Monday, August 25, 2014

Life like honey


I have recently started to take action in the life I want to have. Now, I know that sounds silly, because I think we always assume that we always have control over the life we lead because, well, it's OUR life. However, in my case, and I'm sure others can relate, some times, you feel as though you're not living the life you thought you ought to be having. Obviously, I see my life not in Southern California, but for the time being I have to work with it. As much as I would love to be that carefree, free-spirited character that is portrayed in a lot of films, I can't just get up and leave without feeling financially comfortable. I just can't do that. I think life works in ways we understand after waiting. I learned that after my episodes of anxiety and panic attacks. Now, I try to make the best of the wait. But, as I noted earlier, this is a very recent thing.

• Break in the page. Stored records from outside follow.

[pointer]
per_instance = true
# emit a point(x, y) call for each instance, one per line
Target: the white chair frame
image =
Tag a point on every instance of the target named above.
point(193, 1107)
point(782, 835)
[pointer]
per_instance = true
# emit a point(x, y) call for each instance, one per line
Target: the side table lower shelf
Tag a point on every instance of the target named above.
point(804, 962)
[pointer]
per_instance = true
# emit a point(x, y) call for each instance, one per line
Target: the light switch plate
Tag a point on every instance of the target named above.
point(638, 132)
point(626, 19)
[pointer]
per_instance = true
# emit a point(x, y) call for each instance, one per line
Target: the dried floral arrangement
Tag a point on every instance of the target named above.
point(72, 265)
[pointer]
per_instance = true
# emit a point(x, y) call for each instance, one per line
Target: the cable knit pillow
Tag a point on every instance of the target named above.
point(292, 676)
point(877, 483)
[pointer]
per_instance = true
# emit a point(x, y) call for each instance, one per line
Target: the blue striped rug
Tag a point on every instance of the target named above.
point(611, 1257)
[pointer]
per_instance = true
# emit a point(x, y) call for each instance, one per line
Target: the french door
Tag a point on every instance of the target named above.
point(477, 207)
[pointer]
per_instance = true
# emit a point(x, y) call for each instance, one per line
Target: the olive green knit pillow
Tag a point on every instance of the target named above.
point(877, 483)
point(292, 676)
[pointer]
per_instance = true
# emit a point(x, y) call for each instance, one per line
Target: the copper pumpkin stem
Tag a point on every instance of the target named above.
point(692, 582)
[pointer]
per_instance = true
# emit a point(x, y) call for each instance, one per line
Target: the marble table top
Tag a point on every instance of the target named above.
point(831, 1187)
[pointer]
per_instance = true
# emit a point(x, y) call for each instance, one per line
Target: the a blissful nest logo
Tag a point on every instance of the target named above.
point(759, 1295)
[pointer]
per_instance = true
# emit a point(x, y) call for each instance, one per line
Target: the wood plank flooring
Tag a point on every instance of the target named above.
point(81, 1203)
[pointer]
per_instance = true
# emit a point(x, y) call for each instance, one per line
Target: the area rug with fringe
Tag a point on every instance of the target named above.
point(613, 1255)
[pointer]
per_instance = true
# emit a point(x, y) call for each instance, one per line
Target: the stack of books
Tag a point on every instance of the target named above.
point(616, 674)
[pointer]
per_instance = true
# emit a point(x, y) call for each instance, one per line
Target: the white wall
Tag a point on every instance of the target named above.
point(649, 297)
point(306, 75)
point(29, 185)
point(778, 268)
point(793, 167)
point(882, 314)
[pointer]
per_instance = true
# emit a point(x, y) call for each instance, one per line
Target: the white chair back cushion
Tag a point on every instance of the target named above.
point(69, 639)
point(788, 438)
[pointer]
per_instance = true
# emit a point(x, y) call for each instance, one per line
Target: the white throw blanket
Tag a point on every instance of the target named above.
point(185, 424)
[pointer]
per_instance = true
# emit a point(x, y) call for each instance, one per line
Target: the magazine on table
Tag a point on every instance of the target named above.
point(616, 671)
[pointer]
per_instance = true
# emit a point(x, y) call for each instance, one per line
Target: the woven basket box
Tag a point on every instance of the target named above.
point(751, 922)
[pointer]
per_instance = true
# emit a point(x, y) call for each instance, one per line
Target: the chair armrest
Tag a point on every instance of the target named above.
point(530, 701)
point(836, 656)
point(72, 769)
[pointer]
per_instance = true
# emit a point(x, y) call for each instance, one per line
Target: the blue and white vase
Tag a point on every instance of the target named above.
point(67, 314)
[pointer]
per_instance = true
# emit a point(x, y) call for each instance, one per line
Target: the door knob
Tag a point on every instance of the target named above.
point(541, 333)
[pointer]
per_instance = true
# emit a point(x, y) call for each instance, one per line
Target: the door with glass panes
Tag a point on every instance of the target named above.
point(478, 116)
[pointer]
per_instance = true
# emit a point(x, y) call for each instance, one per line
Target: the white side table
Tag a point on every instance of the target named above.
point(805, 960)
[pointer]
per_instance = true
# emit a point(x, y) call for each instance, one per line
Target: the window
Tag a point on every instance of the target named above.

There was something extremely exhilarating about graduating. A different sense of freedom, I think. I genuinely felt like I pleased everyone I needed to and now it was time for me. The older I get (and let me tell you, I have always been a relatively old woman at heart), the more I long for simplicity and nature. So, hikes are a good thing.

Yesterday evening, Lina, Ali, Carl, and I decided to hike "top of the world." We did a sunset hike because Ali had to randomly work this Sunday, but it turned out to work for the best. We spent the evening talking, laughing, and just overall bonding because there is something nature does to glue souls together that nothing else will. We ate dinner, drank wine, and lounged on the sofas afterwards, drunk with happiness. This is the type of life I want to lead. It took me some time, but it is happening. The fact that I'm taking a graphic design course might be helping the fact that I am finding my path in this life. Long live the sweet moments that make life like honey. I want to measure my life by the amount of sunrise and sunsets I get to experience in my lover's arms. That surpasses any passing activity I could do otherwise. This life is a good one.